Showing posts with label Winchester Mystery House. Show all posts
Showing posts with label Winchester Mystery House. Show all posts

Wednesday, July 20, 2016

Ghosts of the Winchester Mystery House


Last month when I talked about séances in the Old West, I told y'all I would blog about the Winchester Mansion this month. Well, I have since been reminded that fellow Sweetheart Paisley Kirkpatrick wrote about the history of the famous haunted mansion back in 2011.  http://bit.ly/2a7Yyu2

After reading Paisley's post, I decided there was no point in trying to match her splendid work. Instead, I'll share a few anecdotes about the mansion and its eccentric owner gleaned from Earl Murray's book, Ghosts Of The Old West. Available on Amazon, new in paperback or used in hard cover, this gem is a fun read you might want to pick up if you are intrigued by "Desert Spirits, Haunted Cabins, Lost Trail, and Other Strange Encounters" -- quoting the subtitle.

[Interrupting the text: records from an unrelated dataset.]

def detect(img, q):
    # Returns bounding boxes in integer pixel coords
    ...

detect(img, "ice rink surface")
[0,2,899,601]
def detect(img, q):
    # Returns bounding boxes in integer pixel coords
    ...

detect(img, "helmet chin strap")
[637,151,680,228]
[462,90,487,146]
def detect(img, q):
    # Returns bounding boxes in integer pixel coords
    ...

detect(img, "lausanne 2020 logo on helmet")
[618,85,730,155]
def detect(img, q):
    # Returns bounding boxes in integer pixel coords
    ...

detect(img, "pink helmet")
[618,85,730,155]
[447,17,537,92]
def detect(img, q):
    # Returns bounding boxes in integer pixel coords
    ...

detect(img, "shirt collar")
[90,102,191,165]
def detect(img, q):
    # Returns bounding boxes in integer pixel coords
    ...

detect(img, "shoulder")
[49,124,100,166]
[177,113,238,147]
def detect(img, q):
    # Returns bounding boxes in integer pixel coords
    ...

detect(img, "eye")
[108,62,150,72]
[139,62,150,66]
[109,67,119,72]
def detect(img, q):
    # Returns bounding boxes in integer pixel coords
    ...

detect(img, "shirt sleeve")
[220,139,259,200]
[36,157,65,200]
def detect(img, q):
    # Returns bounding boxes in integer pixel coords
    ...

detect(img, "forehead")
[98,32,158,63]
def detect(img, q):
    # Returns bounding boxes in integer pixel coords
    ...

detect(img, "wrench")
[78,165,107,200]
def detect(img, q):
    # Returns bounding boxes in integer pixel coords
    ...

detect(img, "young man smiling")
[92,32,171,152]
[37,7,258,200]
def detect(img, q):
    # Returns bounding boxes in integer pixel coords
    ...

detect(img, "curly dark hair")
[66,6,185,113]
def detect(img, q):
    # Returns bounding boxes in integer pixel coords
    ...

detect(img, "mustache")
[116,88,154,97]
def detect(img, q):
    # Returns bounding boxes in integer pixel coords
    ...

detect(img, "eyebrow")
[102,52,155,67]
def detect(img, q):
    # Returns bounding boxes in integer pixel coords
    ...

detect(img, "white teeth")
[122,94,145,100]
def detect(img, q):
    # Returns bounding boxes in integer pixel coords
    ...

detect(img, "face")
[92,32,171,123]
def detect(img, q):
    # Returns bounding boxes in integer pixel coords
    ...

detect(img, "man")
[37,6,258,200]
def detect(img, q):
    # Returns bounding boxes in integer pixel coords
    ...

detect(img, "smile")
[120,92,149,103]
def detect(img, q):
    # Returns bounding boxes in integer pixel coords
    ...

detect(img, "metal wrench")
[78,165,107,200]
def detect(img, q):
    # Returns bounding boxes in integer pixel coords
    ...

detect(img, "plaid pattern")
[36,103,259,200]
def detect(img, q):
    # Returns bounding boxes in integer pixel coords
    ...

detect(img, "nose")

Winchestery Mystery House; photo by Jim Heaphy; Creative Commons Attribution-Share Alike 3.0 Unported







In his chapter "The Legacy of Winchester Mansion," Mr. Murray mentions Sarah Winchester's quirky home included many up-to-the-minute features such as modern heating and sewer systems, button-operated gas lights, three working elevators, fireplaces with hinged drops for ashes and concealed firewood boxes. Wool was used for insulation, a pioneering development, and Sarah fashioned a window catch based on the Winchester rifle trigger and trip-hammer design.


Sarah Winchester ca. 1865; public domain

The inventive lady even had a tiltable floor installed to get rid of water dumped on the floor (why it was dumped, Murray doesn't say). The water sluiced out a trap door onto her garden below. Sounds like she was quite an architect!

In the garden stood a statue of an Indian who Sarah named Chief Little Fawn. He could fire arrows at supposed enemies -- ghosts -- hiding in the shrubbery, and she hoped he might help her atone for all the Indians killed by the famous Winchester repeating rifle.

Chief Little Fawn; photo by Jesse Means; https://creativecommons.org/licenses/by-nc-nd/2.0/legalcode
Sarah spent much of her time in the Grand Ballroom, where she often played her rosewood grand piano through the night, or switched to a huge organ on the opposite side of the room. Why? Because she wanted to entertain the spirits who she believed were ever present. Since she suffered from severe arthritis in her later years, it was rumored someone else must be playing through her fingers.

Earl Murray offers other tidbits about Sarah's life in the mansion, but I'll skip ahead now to more recent times and relate some eerie happenings in the Winchester Mansion.

On Halloween night in 1975, Jeanne Borgan, a psychic from northern California, and a group of other people held a séance in the bedroom where Sarah Winchester died. Borgan, who had reportedly seen ghostly apparitions in the house before, said on that night the air grew cold and clammy in the death room and everyone present began to visibly age. Like all of them, Borgan's hair turned gray and deep lines creased her face. She fell to the floor, unable to move. The others carried her outside, where she quickly recovered.

Quoting from Murray's book, "The other people who were there with me saw it all," she said. "I didn't remember anything, just the sudden buildup of energy within myself and then feeling some kind of strange takeover. Mrs. Winchester was a powerful person."

Psychic Sylvia Brown and four other people once spent a night in the mansion. Brown recorded organ music only she could hear. Walking through the house, the group saw lights with no source and felt many cold spots. Exploding red balls of light were witnessed in the death bedroom.

Another woman lost her sight while touring the mansion. When her husband tried to lead her out, he couldn't find an exit. Finally, a tour guide led them outside, where the woman was soon able to see again.

There have been many more strange occurrences witnessed by tour guides and employees who spend a lot of time in the mansion. One stands out. An office manager named Sue guided a tour group through one of the kitchens. Seated at the kitchen table, a small woman in a long dress and bonnet nodded to the group. They nodded back and smiled.

Later, Sue asked her supervisor who the woman was that they'd hired to look like Sarah Winchester. The supervisor didn't know what she was talking about. They hadn't hired anyone to impersonate the dead woman. When the two checked the kitchen, they found only a chair pulled out from the table.

Such is the ghostly legacy of Sarah and her peculiar, sometimes spine-chilling home.